Jennifer Johnston-Jones, Ph.D.
Not having enough sex
We’re not having enough sex, what can we do? Well, there are three things you need to do once you have a baby in order to keep your intimacy and your passion alive.
- Number one, alter your expectations completely. You cannot go into from a couple to a family and expect things to be just like they were; that needs to change completely. You need to consider the actual changes that have occurred in your partner’s body. The fact is that there’s going to be a three- to six- month recovery time before intercourse feels comfortable. There will be sleep deprivation. These are all the biological, practical things you need to consider then there are the emotional issues as well. Especially if your partner is nursing, she is probably overstimulated already in her breast area. So, lowering your expectations is important.

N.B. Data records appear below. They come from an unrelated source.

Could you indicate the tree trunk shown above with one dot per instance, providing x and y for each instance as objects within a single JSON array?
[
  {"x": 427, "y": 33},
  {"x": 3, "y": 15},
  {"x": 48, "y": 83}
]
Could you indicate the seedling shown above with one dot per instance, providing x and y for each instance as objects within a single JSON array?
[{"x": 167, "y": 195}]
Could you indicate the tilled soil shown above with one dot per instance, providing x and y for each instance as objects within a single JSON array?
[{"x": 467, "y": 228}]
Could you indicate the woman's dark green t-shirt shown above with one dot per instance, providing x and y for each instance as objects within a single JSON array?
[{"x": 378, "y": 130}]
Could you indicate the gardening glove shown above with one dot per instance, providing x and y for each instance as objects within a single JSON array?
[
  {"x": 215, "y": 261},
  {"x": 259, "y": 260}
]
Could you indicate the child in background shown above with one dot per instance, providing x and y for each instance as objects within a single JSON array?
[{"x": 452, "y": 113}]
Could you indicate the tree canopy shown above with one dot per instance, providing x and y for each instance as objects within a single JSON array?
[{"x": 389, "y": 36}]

- The second thing you need to consider that’s very essential is about connecting with your spouse. What does that mean? That means one to one being in the same room looking eye-to-eye. One of the things I often recommend to couples is orgasming with your eyes open, and that is through intimacy. There are very few people in the world that are able to do that really connecting. We’re taught in our culture to make love with our eyes closed. And what this does is it really separates you from your spouse. You’re going inward. Especially when you have a baby and the opportunity for sex is so rare, you need to jump on that opportunity, take advantage of it. Get as much intimacy as you can out of this moment because who knows when you will have it again? Who knows when you’ll both be in that right mood? So when you have that opportunity, you need to engage as much as possible. Look at each other, connect truly, see eye-to-eye.
- The third thing you need to do is to alter your definition of intimacy. It might not be intercourse. It might not be sex as you think of it. It might be oral sex. It might be embracing. It might be long kisses. It might be showering together. But it’s very important to really open up, and this is true not only once you become parents but also as you age together and grow older. In intimacy it’s a falsity in our culture; it’s not about sex. If you only had sex for the rest of your life and you don’t do these other things that create intimacy, your marriage will probably fail. You really need to expand your definition, and this is especially true when you become parents. Don’t be afraid to kiss or embrace in front of the children. That’s going to teach them about healthy sexuality. In fact, there are very few times that you will likely have alone. So any opportunity that you can get, you need take an advantage of it.